When writing regarding certain inconsistencies in the way Peter treated people, Paul respectfully but frankly stated: “I opposed him to his face because he clearly was wrong.” (Galatians 2:11-14) Paul did not think that Christ had built his church, or congregation, upon Peter or any other imperfect man. On the contrary, he believed that the congregation was built on Jesus Christ as the foundation. For Paul, “the rock was the Christ.”—1 Corinthians 3:9-11; 10:4.
“YOU ARE PETER . . .”
So how are we to understand the words: “You are Peter, and upon this rock I will build my church”? To understand an excerpt correctly, we need to read its context. What were Jesus and Peter speaking about? Jesus had just asked his disciples: “Who do you say that I am?” Without hesitation, Peter answered: “You are the Messiah, the Son of the living God.” With that, Jesus commended Peter and then added that he would build his “church,” or congregation, on an even more solid “rock,” the one in whom Peter had just expressed faith—Jesus himself.—Matthew 16:15-18.
How are we to understand Jesus’ words: “You are Peter, and upon this rock I will build my church”?

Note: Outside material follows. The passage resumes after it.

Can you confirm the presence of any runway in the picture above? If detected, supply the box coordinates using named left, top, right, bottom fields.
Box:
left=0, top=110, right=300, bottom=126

Consistent with this, many of the “Church Fathers” wrote that the rock of Matthew 16:18 is Christ. For example, Augustine in the fifth century wrote: “The Lord said: ‘On this rock-mass I will build my Church,’ because Peter had told him: ‘You are the Christ the Son of the living God.’ It is therefore on this rock-mass, that you confessed, that I will build my Church.” Augustine repeatedly stated that “the Rock (Petra) was Christ.”
Augustine and others would be considered heretics if judged according to current Catholic doctrine. In fact, according to Swiss theologian Ulrich Luz, the consensus of opinion on this subject among Bible scholars today would have been condemned by the 1870 Vatican Council as heresy.
THE POPE—PETER’S SUCCESSOR?
The title “pope” was unknown to the apostle Peter. In fact, until the ninth century, many non-Roman bishops applied the title to themselves. Even so, the term was rarely applied as an official title until the late 11th century. Moreover, no early Christian thought that a primacy supposedly given to Peter had been transmitted to any successors. Hence, German scholar Martin Hengel concluded that there is “no demonstrable historical and theological way to arrive at what later became papal ‘primacy.’”
In conclusion: Was Peter the first pope? Did he have any successors? Is the Catholic dogma of papal primacy Scripturally valid? The only correct answer to each question is a simple no. Nevertheless, the fact remains that Jesus unquestionably did build his church, his true congregation, upon himself. (Ephesians 2:20) For each one of us, then, the important question is, Have I found that true congregation?
All Biblical quotations in this article are from the Catholic New American Bible, the version used in the official Vatican website.